Carter’s Passing


Residence

Thomas Carter’s residence at the Convent by no means restricted his interest in the various other organisations under his aegis.

He made frequent visits to many of the foundations which were within reasonable travelling distance of Windsor and his services as a preacher were often in demand. Despite pressure from his successor at Clewer, the Reverend Roland Errington, he withstood, for a long time, invitations to preach at Clewer.

However, at last he agreed to do so on the Church’s patronal festival: the feast of St. Andrew in 1896. So, once more. he occupied the pulpit from which he had preached for 36 years.

In 1897

But his health was failing and his deafness was increasing. In 1897 he resigned his position as Superior-General of the Confraternity of the Blessed Sacrament, which he had held for thirty-five years. Members of the society combined to give him a splendid set of altar vessels. In thanking them he said, “brokenly” as it is reported, “I think you’ve overdone about me. But I don’t know…I don’t know.”

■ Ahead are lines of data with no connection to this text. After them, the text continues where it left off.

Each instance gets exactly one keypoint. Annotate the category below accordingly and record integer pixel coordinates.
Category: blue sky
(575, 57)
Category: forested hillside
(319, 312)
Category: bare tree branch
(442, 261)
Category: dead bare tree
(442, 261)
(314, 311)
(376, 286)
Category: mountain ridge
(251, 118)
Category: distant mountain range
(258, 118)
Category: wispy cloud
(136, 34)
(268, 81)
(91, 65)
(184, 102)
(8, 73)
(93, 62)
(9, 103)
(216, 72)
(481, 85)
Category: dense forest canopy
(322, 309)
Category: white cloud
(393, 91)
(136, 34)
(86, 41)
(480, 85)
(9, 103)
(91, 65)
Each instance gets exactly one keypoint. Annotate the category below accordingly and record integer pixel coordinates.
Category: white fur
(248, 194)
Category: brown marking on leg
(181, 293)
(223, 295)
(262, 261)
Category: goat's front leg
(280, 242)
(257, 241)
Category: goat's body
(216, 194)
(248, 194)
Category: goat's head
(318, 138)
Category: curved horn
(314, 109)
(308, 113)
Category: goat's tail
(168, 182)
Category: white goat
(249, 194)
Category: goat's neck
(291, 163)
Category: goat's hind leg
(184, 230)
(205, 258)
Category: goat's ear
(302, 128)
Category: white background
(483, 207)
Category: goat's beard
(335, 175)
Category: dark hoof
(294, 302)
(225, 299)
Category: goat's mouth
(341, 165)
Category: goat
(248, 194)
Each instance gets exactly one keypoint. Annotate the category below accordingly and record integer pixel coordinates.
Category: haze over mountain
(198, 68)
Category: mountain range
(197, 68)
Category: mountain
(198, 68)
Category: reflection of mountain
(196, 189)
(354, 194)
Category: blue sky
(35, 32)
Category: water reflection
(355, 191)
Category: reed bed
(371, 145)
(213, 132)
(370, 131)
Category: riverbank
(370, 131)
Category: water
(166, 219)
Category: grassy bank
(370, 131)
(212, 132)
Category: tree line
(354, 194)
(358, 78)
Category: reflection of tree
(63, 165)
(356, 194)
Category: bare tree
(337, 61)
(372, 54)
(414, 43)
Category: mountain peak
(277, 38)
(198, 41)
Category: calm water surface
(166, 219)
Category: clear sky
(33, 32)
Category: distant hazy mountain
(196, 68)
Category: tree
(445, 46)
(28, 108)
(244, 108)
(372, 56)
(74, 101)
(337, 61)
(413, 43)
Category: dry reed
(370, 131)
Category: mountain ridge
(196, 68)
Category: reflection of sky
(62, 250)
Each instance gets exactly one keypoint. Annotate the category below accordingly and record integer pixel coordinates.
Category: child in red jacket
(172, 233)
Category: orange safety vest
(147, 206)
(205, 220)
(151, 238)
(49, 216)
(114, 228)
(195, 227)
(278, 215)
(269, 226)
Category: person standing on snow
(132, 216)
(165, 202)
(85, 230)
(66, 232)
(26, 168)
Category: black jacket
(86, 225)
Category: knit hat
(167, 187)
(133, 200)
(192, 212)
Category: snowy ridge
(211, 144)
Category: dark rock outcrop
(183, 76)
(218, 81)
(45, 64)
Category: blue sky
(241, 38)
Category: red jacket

One of his pleasures that year was seeing the first work of his architect grandson: a new bell-tower for the House of Mercy. In December he suffered a heavy blow: the wholly unexpected death of his only son. From that time his strength failed more and more. In the summer of 1901 after a holiday in Ryde he suffered an “internal attack” from the effects of which he never wholly rallied. On October 26th he presided at the re-election of the Mother Superior of the Convent and on the same day visited the Convalescent Hospital. The next day he did not feel able to get up and on the following day– the Feast of St. Simon and St. Jude, – he passed away “without pain or struggle” in the presence of his two daughters and a nursing sister.